In valentingar/ConFluxPro: A toolkit for soil gas analysis

knitr::opts_chunk$set(
  collapse = TRUE,
  comment = "#>"
)

This vignette shows how to estimate the uncertainty of the efflux and production estimates using bootstrap_error(). We will first generate a dataset of 'measurement uncertainty' in the input parameters and then use bootstrap_error() to estimate the resulting uncertainty in the models.

library(ConFluxPro)

Uncertainty of input variables

General workflow and uncertainty from `gasdata`

The most relevant source of uncertainty in FGM-based models is that of the input parameters. Especially parameters related to the estimation of the calculation of the diffusion coefficient DS are hard to measure and soil heterogeneity introduces more uncertainty. We'll use the example dataset to demonstrate this effect.

data("base_dat", package = "ConFluxPro")
mod_pf <- pro_flux(base_dat)

In this dataset, the molar fraction of CO~2~ is measured in three replicates at each depth within the soil. In a normal model, we use all replicates to fit a single profile. By randomly sampling from these replicates, we can estimate the uncertainty the concentration profiles measurement introduces into the model. This can be done in bootstrap_error()

set.seed(42) # to get exactly same result every time 
mod_pf_bs_gasdata <- 
  bootstrap_error(mod_pf, 
                  n_samples = 25, 
                  sample_from = "gasdata")

With n_samples = 25 we created 25 new models. In each of these, a random selection of all measured x_ppm values was created per profile. This is done by resampling the same number of observations at each depth while allowing replacing (meaning that a single measurement may be sampled multiple times!). If we extract the efflux, we now get a second column DELTA_efflux that gives the uncertainty. Notice, that the value of efflux has changed slightly from the original model. This is because it is now estimated as the mean value of all 25 models, while the standard deviation is the estimate of DELTA_efflux.

## after bootstrapping
mod_pf_bs_gasdata %>%
  filter(prof_id == 1) %>%
  efflux()

## originial model
mod_pf %>%
  filter(prof_id == 1) %>%
  efflux()

Similarly, we can extract the production(), where respective columns have also been added.

mod_pf_bs_gasdata %>%
  filter(prof_id == 1) %>%
  production()

Uncertainty from `soilphys`

However, not only the gas concentration data carries uncertainty. Indeed, many parameters contained within the soilphys dataset are subject to significant uncertainty due to sampling error and soil heterogeneity. In the present dataset this is not represented at all. So, let's pretend that we measured TPS in three replicates identified by replicate_id that have some spread around the mean. We will do this by randomly sampling from a normal distribution with a standard deviation of 0.01.

library(dplyr)
soilphys <- cfp_soilphys(base_dat)

set.seed(42)
soilphys_replicate_TPS <-
soilphys %>%
  # get base TPS info
  select(site, upper, lower, TPS) %>%
  distinct() %>%
  rename(TPS_mean = TPS) %>%
  # repeat each row 3 times 
  cross_join(data.frame(replicate_id = 1:3)) %>%
  # generate new, random TPS values
  mutate(TPS = rnorm(n(), TPS_mean, 0.01)) %>%
  # join with rest of dataset
  left_join(soilphys %>% select(!TPS),
            by = c("site", "upper", "lower"),
            relationship = "many-to-many") %>%
  # recaluclate DS and c_air
  complete_soilphys(DSD0_formula = "a*AFPS^b", quiet = TRUE) %>%
  cfp_soilphys(id_cols = c("site", "Date", "replicate_id"))

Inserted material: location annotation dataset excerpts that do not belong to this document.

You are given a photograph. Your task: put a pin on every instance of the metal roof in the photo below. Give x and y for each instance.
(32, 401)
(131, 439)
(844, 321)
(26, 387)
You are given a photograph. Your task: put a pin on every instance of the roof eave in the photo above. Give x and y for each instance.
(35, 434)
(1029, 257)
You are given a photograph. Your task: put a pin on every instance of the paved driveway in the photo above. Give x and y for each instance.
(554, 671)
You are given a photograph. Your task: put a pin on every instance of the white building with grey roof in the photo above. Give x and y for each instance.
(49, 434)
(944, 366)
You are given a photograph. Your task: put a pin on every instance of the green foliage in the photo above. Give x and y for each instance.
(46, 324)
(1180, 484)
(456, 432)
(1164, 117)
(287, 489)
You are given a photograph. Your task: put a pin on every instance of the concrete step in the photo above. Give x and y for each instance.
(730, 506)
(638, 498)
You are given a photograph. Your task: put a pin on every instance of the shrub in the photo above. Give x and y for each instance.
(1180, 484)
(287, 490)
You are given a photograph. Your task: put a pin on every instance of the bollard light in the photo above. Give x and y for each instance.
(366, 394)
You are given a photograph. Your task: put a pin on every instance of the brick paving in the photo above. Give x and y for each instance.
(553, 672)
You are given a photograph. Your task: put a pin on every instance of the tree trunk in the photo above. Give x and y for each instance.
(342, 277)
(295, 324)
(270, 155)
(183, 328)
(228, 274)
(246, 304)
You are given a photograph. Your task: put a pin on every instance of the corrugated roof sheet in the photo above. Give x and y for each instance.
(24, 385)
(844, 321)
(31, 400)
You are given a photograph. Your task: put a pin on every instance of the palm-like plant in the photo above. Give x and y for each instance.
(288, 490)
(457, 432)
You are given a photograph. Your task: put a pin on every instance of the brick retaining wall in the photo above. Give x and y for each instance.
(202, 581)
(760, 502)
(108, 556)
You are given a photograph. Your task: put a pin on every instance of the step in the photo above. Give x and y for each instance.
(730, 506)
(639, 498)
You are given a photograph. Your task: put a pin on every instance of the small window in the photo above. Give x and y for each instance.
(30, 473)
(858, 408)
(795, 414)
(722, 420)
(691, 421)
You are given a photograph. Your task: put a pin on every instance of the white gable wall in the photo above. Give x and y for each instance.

Now we can create a new dataset that includes these new values of TPS and create a cfp_pfmod model. Of course you could use real measurements instead and include the variability of other parameters (SWC, t, ...) as well. We don't call pro_flux(), because we don't want to calulcate the result from each replication individual.

replicate_dat <- 
  cfp_dat(cfp_gasdata(base_dat),
          soilphys_replicate_TPS,
          cfp_layers_map(base_dat))

mod_pf_replicate <-
  cfp_pfmod(replicate_dat)

Now we can run bootstrap_error() again. This time, we will tell the function to resample from the soilphys dataset when creating the bootstrapping runs. To do this, we need to tell it which id_cols define(s) the replications of the dataset. In our case, this is replicate_id. Here, only a single value for each profile and depth is sampled for each run. The new call looks like this:

set.seed(42)
mod_pf_bs_soilphys <- 
  bootstrap_error(mod_pf_replicate, 
                  n_samples = 25, 
                  sample_from = "soilphys",
                  rep_cols = "replicate_id")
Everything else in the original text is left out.